# Slide Topper On Rear Queen Slide



## knipp4la (Mar 12, 2007)

Has anyone added a slide topper to the rear queen slide? Can it be done? Will it work?


----------



## Scott and Jamie (Aug 27, 2006)

As far as I know there are not any factory ones. There was a member or two that have made ones for there outbacks and sure someone can get you to the pics of them.

Sorry I can't help much


----------



## skippershe (May 22, 2006)

Hi knipp4la
















to Outbackers! 

snsgraham posted a thread on how he made his...
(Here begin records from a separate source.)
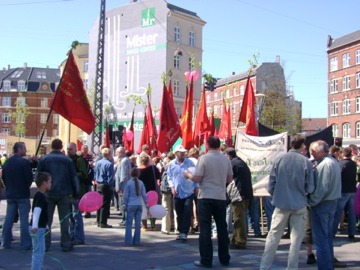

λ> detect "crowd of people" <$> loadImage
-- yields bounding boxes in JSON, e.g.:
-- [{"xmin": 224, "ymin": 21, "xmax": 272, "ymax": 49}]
[{"xmin": 1, "ymin": 135, "xmax": 360, "ymax": 269}]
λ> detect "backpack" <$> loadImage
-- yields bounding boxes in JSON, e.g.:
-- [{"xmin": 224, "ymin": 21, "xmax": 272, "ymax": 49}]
[{"xmin": 160, "ymin": 170, "xmax": 171, "ymax": 194}]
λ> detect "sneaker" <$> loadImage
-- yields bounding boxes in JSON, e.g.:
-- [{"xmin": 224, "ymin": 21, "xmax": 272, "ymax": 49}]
[
  {"xmin": 306, "ymin": 253, "xmax": 316, "ymax": 264},
  {"xmin": 176, "ymin": 233, "xmax": 187, "ymax": 240}
]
Try this link: Rear Slide Topper

Doesn't Camping World sell slide toppers? I thought I saw them in their most recent catalog...Are they prefab or made to order with measurements? They gave a size range, but I didn't really read into it.


----------



## Scott and Jamie (Aug 27, 2006)

If I remember the roll out length stopped at about 3 1/2 feet. I'm sure you could special order one but the cost might not be worth it


----------



## STBNCBN (Feb 7, 2007)

Welcome to the club!


----------



## mountainlady56 (Feb 13, 2006)

If I recall correctly, I asked about a slide topper for my rear queen slide, and was told it was available. See your local dealership/Camping World/whatever, and see what they say. They come in all different sizes. It will certainly help in the sunny days ahead!!








Darlene


----------



## skippershe (May 22, 2006)

Scott and Jamie said:


> If I remember the roll out length stopped at about 3 1/2 feet. I'm sure you could special order one but the cost might not be worth it


I just went to CW's website and you're correct, I just read the description and it says that it will not work on rooms where the full extension is greater than 44"









There must be a place that makes custom slide toppers...


----------



## Lady Di (Oct 28, 2005)

First, Welcome to Outbackers, cnongratulations on your new Outback.

Second, Moosegut made some really nice ones for his camper. Don't have time right now to look up the thread.


----------



## tdvffjohn (Mar 10, 2005)

http://www.outbackers.com/forums/index.php...si&img=5620

Moosegut homemade cover


----------